De même, si l’on examine le texte originaire de la , sans ses protocoles additionnels, on ne peut que constater la relative indifférence de la Convention de 1950 à la nationalité du titulaire des droits et libertés qu’elle garantit (v. infra).

Seules deux dispositions prévoient des restrictions spécifiques à l’égard des étrangers (article 5 §1 f de la CESDH sur l’arrestation/ détention pour irrégularité et article 16 sur les activités politiques).

Le silence de la Convention sur cette question visait d’abord et avant tout à assurer une application indifférenciée des droits et libertés garantis. En témoigne l’intervention d’Henri Rolin devant l’Assemblée consultative lors de l’adoption de l’article 1er de la Convention. Le professeur belge insiste sur la « deuxième réforme révolutionnaire » que représentait l’adoption de la Convention : « tandis que la protection des individus était autrefois confiée exclusivement aux gouvernements des Etats […] [désormais] en vertu d’une clause formelle de la convention, pourra s’exercer intégralement et sans division ni distinction en faveur des individus quelle qu’en soit la nationalité qui, sur le territoire de l’un quelconque de nos Etats, auraient eu à se plaindre d’une violation de droit » (Assemblée consultative du Conseil de l’Europe, séance du 25 août 1950).

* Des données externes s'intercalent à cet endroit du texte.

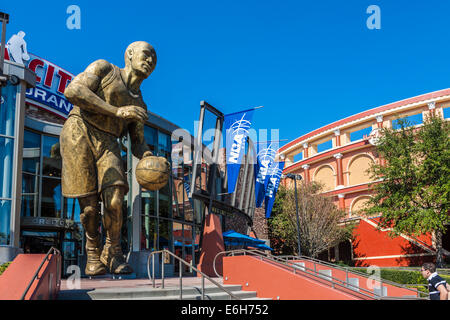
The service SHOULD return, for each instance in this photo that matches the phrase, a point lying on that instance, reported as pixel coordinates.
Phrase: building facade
(339, 154)
(34, 216)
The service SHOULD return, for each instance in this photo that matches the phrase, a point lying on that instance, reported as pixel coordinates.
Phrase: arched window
(357, 169)
(358, 205)
(325, 175)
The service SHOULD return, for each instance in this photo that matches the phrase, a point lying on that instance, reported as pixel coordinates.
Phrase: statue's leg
(90, 218)
(112, 255)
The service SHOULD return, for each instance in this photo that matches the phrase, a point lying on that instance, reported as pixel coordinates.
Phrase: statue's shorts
(91, 159)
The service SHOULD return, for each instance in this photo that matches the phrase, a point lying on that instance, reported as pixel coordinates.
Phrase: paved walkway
(109, 282)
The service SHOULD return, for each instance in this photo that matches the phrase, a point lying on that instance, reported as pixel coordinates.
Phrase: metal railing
(335, 283)
(57, 253)
(181, 261)
(351, 271)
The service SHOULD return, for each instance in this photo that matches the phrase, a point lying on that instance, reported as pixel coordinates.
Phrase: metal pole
(162, 271)
(298, 220)
(153, 270)
(203, 287)
(181, 281)
(4, 17)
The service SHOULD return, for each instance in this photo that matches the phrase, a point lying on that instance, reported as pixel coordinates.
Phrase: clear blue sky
(309, 63)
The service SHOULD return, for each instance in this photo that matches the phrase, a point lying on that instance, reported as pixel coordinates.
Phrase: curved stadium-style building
(339, 154)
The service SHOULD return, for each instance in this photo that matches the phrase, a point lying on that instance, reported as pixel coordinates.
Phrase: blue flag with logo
(237, 126)
(187, 187)
(272, 186)
(264, 162)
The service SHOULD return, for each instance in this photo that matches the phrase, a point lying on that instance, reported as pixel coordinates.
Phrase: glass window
(148, 199)
(7, 110)
(164, 202)
(51, 157)
(6, 166)
(5, 216)
(51, 200)
(148, 233)
(72, 209)
(31, 152)
(164, 145)
(165, 234)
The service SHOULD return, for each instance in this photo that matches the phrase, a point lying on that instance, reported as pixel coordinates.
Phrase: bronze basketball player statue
(107, 104)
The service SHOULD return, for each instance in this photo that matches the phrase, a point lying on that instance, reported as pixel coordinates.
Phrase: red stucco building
(339, 154)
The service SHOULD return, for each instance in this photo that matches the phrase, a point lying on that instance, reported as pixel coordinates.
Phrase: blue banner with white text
(237, 126)
(265, 159)
(272, 186)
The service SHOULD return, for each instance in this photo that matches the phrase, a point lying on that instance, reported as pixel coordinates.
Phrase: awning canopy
(233, 238)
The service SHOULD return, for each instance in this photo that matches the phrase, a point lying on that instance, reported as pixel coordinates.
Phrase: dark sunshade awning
(233, 238)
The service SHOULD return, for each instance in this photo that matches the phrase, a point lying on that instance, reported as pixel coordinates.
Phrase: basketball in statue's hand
(153, 172)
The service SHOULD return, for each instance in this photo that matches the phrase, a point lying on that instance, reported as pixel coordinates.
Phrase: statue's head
(141, 57)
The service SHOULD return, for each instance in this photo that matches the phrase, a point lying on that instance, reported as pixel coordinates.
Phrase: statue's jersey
(113, 90)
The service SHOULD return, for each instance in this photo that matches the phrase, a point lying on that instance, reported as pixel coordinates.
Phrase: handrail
(52, 249)
(165, 251)
(311, 272)
(347, 270)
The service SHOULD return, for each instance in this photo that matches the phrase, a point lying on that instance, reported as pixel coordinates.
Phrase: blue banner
(236, 125)
(264, 162)
(272, 187)
(187, 187)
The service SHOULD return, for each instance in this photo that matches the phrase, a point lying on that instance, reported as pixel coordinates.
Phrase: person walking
(436, 285)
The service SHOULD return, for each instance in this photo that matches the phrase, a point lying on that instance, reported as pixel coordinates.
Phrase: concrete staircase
(354, 281)
(212, 292)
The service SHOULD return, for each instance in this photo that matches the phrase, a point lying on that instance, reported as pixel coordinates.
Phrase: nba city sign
(51, 80)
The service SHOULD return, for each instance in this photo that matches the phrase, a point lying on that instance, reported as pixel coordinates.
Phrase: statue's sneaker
(94, 267)
(115, 261)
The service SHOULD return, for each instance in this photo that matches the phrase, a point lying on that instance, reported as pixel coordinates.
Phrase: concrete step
(247, 295)
(144, 292)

Avec le développement du contentieux constitutionnel depuis les années 1970, renforcé avec la QPC en 2010, et du contrôle de conventionnalité dans les années 1990, on assiste progressivement, comme dans d’autres matières, à un mouvement de fondamentalisation du droit des étrangers.

Pour autant, même si les étrangers, y compris irréguliers, sont censés bénéficier de l’ensemble des DLF, il pèse toujours sur eux l’épée de Damoclès d’une mesure de police administrative restreignant son entrée, son séjour, lui ordonnant de quitter le territoire ou l’expulsant et, le cas échéant, le privant de liberté à cette fin => cf. affaire Djokovic en janvier 2022.